The Minneapolis Park and Recreation Board, which leases the Coyle Center to Pillsbury, started a Night Owls program that offers use of the community center's athletic facilities and computer lab on weekend nights.

But some in the community say existing programs fall far short of meeting demand; educators and others are still figuring out which programs work.

"Nobody has come up with a program that I can say, 'This is the right program,' " said Mohamud Noor, the head of the nonprofit Confederation of the Somali Community in Minnesota and a Minneapolis school board member.

Bihi, whose nephew was killed in Somalia in 2009 after joining Al-Shabab, is lobbying school board members to consider using money earmarked for English language learners for a new after-school program. He recently met with the park board's Recreation Center Director Larry Umphrey to plead for a permanent home for Haybe's soccer team.

Bihi is urging disparate Somali community groups to make a unified case for more funding. He is cautiously optimistic this time: A couple of times in recent years, he signed up parents in the Cedar-Riverside high rises for a math and reading tutoring program he wants to start, but the resources never came: "It's like crying wolf."

Mixed feelings about push

Dube, the Brian Coyle Center director, agrees that more programming for East African youth is needed. He has mixed feelings about radical recruitment as an argument for that. Yes, radicalization is a concern.
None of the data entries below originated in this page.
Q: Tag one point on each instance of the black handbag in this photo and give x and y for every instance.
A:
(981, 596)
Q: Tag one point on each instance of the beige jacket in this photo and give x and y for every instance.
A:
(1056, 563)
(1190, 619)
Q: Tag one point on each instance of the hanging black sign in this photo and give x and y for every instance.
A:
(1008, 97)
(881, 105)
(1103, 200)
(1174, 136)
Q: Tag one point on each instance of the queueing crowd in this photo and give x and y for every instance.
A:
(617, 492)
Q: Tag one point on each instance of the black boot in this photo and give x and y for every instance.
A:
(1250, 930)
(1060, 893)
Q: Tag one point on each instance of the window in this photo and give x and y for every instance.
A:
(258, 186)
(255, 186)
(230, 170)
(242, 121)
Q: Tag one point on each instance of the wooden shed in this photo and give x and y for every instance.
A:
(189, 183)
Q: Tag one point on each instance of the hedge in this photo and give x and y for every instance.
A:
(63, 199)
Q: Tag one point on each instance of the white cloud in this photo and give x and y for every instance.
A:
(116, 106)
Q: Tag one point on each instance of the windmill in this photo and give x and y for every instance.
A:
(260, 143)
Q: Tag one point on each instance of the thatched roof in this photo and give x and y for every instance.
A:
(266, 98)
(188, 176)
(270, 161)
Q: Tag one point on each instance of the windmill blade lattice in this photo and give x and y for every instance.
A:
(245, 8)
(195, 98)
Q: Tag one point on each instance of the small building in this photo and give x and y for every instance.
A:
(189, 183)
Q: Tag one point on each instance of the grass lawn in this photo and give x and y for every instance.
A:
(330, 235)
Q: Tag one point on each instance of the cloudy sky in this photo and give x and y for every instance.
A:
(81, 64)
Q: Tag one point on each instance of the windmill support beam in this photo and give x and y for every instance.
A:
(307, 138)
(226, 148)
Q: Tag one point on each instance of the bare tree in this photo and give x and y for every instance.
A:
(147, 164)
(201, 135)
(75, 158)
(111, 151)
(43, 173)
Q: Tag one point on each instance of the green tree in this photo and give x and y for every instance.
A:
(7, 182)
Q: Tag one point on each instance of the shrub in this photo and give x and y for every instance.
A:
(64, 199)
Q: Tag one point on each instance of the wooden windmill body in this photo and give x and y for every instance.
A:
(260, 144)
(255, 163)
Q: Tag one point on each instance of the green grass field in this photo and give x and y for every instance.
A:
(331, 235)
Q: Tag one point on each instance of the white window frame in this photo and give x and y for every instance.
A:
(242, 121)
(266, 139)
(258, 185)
But community leaders shouldn't blow the issue out of proportion and steer the conversation away from larger concerns, such as high youth unemployment and homelessness. They need to make a solid case linking a lack of resources to the departures of Somali youths and put forth a plan for effective programs.

On Haybe's Street Soccer team, players say they haven't given much thought to the stories of young Somalis leaving to fight. But they think the idea that programs like theirs could help are not far-fetched.

Hindiyo Muday, 20, is the player whose mother was concerned. Muday first started coming to practice after dropping out of high school her senior year. She is now studying to get certified as a nursing assistant.

"Some of the kids playing here have gone through a lot in life," she said. "This is their place to be happy."